FCC county_fips INTEGER recast. The original VALIDATION_REPORT flagged 12 FCC parquets storing county_fips as INTEGER. County-level files are now fixed to zero-padded VARCHAR; non-county grains carry the column as 100%-null (correct — those grains have no county key). The remaining FAIL is fcc_bdc_mobile provider_summary provider_id as int64 — but that is an FCC identifier, not a FIPS, so cast-on-read suffices.

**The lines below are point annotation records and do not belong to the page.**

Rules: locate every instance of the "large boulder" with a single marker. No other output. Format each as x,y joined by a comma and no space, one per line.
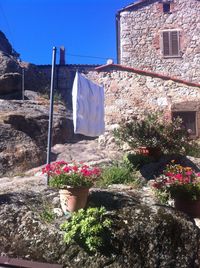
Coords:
10,70
10,83
23,133
144,234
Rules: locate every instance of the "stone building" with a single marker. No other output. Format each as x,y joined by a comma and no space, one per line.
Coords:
161,36
133,92
158,69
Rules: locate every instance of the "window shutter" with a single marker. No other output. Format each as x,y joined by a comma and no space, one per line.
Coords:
174,43
171,46
166,47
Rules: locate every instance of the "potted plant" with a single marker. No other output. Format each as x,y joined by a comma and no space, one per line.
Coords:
182,184
153,134
73,181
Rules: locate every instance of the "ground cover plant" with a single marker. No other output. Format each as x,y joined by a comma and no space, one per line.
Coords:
90,228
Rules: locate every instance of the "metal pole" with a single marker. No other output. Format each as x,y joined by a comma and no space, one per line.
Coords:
51,109
22,83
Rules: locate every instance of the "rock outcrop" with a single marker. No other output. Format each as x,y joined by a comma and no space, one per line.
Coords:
10,70
23,133
144,234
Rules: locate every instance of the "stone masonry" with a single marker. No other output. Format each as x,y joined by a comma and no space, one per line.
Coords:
140,27
128,94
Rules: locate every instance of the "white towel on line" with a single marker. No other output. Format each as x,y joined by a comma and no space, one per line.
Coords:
88,107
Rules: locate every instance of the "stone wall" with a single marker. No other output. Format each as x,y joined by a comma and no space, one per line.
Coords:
140,29
132,94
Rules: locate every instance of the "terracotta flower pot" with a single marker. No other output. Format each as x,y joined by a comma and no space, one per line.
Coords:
190,207
73,198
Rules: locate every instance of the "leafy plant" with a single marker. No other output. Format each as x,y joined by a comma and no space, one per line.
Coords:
88,228
178,182
117,174
63,174
153,130
193,148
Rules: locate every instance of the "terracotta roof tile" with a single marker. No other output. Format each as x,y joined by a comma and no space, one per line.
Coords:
147,73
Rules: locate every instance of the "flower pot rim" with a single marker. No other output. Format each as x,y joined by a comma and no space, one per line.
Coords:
68,187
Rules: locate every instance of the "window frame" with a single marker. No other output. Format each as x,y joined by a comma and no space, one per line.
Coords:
170,55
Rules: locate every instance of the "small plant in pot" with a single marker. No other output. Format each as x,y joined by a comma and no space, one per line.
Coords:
73,181
182,184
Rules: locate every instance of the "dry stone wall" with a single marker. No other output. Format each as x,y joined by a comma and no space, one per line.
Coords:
129,94
140,38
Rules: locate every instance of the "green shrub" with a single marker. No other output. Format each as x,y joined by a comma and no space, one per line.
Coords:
153,130
89,228
136,161
117,174
193,148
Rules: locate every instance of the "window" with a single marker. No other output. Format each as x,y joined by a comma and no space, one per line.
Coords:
171,46
166,7
189,120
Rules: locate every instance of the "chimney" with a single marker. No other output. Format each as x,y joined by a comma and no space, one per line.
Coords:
62,55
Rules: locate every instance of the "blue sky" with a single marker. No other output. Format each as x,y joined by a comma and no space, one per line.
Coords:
84,27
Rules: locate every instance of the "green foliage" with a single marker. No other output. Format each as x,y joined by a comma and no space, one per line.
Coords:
88,228
117,174
154,131
72,179
162,196
193,148
136,161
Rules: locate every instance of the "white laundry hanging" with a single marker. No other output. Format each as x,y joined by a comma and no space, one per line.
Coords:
88,107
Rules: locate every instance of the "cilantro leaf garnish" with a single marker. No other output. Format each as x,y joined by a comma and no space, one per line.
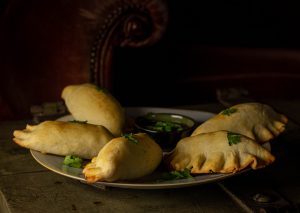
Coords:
176,175
233,138
166,126
130,137
79,122
101,89
228,111
73,161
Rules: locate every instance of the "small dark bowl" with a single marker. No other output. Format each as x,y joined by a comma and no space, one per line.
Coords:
165,128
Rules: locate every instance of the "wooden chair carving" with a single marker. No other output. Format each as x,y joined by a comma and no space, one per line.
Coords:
46,46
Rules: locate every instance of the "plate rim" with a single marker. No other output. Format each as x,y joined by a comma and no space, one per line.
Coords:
131,185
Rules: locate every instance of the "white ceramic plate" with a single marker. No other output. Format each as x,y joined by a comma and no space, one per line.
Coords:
153,181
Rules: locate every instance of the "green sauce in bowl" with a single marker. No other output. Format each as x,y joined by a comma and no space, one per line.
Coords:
165,128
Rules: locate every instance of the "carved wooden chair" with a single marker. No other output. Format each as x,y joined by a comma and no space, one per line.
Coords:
48,45
151,52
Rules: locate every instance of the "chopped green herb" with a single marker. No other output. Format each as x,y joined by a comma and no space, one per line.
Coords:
101,89
76,121
73,161
229,111
233,138
176,175
165,126
130,137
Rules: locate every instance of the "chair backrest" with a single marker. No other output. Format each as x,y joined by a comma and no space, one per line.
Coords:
48,45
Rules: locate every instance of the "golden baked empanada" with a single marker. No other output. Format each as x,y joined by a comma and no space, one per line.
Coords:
86,102
64,138
220,151
124,158
255,120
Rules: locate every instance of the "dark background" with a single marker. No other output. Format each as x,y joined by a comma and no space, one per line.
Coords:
208,45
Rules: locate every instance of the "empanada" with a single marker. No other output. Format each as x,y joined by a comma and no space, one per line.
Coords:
87,102
124,159
212,152
255,120
64,138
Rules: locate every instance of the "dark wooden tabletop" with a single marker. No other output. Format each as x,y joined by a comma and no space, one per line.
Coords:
26,186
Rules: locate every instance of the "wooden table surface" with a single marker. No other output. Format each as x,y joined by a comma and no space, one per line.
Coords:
26,186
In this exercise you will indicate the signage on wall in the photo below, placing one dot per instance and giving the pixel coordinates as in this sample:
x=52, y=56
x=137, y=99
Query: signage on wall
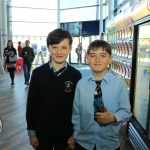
x=34, y=46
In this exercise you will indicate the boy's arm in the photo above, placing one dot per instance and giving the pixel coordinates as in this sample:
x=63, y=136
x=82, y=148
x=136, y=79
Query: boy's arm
x=32, y=103
x=75, y=112
x=124, y=110
x=32, y=55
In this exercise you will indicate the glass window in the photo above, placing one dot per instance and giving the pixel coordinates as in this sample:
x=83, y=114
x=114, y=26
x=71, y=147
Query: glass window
x=76, y=3
x=74, y=15
x=34, y=15
x=50, y=4
x=33, y=29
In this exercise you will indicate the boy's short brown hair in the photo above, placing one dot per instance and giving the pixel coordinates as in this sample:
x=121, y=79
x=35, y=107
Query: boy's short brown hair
x=94, y=45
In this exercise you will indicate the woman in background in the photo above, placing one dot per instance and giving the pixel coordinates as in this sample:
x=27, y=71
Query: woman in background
x=19, y=48
x=11, y=66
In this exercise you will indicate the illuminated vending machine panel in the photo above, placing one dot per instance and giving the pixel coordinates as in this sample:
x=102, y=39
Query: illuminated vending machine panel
x=121, y=44
x=142, y=78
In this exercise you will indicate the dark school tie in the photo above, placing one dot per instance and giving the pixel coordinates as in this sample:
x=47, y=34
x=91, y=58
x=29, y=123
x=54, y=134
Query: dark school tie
x=98, y=102
x=98, y=91
x=59, y=71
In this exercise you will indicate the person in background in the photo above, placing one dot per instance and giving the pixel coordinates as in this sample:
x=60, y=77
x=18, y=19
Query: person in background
x=19, y=48
x=28, y=57
x=79, y=51
x=99, y=130
x=50, y=97
x=11, y=66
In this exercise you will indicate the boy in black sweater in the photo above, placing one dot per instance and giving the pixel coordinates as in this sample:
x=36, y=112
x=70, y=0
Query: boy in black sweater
x=50, y=97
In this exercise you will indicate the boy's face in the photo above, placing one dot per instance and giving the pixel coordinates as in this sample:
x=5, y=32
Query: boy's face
x=59, y=52
x=98, y=60
x=27, y=44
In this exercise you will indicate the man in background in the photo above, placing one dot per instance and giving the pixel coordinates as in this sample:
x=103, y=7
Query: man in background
x=28, y=56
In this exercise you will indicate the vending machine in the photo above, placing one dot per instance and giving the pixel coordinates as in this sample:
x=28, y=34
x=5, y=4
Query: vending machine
x=129, y=37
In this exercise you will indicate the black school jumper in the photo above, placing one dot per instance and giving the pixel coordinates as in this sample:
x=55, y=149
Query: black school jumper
x=49, y=105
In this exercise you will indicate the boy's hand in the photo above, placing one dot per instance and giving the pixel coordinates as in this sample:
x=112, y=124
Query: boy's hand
x=71, y=142
x=105, y=117
x=34, y=142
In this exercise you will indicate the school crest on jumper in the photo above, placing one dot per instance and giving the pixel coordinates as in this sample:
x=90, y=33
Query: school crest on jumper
x=68, y=86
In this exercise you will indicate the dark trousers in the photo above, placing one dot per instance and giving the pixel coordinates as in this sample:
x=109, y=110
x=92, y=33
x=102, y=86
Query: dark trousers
x=27, y=68
x=79, y=147
x=12, y=75
x=47, y=139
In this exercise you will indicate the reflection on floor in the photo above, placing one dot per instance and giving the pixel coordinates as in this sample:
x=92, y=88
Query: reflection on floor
x=12, y=111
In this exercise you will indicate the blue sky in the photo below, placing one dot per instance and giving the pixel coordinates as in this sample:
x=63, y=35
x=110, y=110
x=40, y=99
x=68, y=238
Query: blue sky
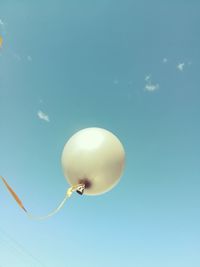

Prefixed / multi-row keys. HUD CHAS geoid is summary-level-prefixed (1400000US04013010102 — strip with SUBSTRING(geoid, 10) or LIKE); HUD FMR county FIPS is the first 5 chars of a 10-digit fips; IRS SOI is multi-row per ZIP (5 AGI brackets — aggregate or join on (zip5, agi_bracket)); Tigerline tract county_fips is 3-digit (use geoid[:5]).
Known gaps & status
The cache is curated, not finished. Honest open items from the QA audits:
| Item | Status | Detail |
|---|---|---|
| Redfin ZIP weekly | FAIL — empty | 0-row parquet; ETL never wrote data. Raw TSV (1.5 GB) exists; re-ingest required. |
Redfin county fips_code | FAIL — 99.8% null | Only 4 FIPS populated; region_name + state_fips + cbsa usable as workaround pending FIPS re-derive. |
| USGS NLCD county | FAIL — partial | 2,287 of ~3,143 counties (856 missing); re-pull required. |
| MS USBF | FAIL — stub | 16-row AZ+DC stub; national pull never completed. |
| ACS BG 34 dead columns | WARN | 34 cols 100% NULL at BG (B07001/B08006/B17001/B19083/B25097 — not published at BG). No data loss; schema bloat only. |
| FBI UCR · FRED macro | WARN — empty dirs | Spec + script exist, zero parquets. planned |
Overall validation across the cache: 115 PASS · 6 WARN · 13 FAIL (VALIDATION_REPORT totals). The 13 FAILs are the 12 FCC INTEGER-FIPS files (since recast) plus the empty Redfin ZIP. Tier-F (local market context) wiring of these into the REI feature builder is in progress — three model features (listing_duration_months, months_since_prev_sale, mortgage_age_months) remain under leakage audit and are unvalidated under audit.
Where this connects
Summary card and deep-link target: Data sources → US demographics cache. The property-record side (how permits match to parcels) is on the same page. The geocoding helper that resolves lat/lon → block-group geoid for these joins lives at src/new_model/geocoding.py; the full per-source specs at notes/demographics/<source>_spec.md and the cross-source manifest at data/demographics/MANIFEST.json.
Rendered from notes/demographics/ (README + DATA_CATALOG + specs + audits).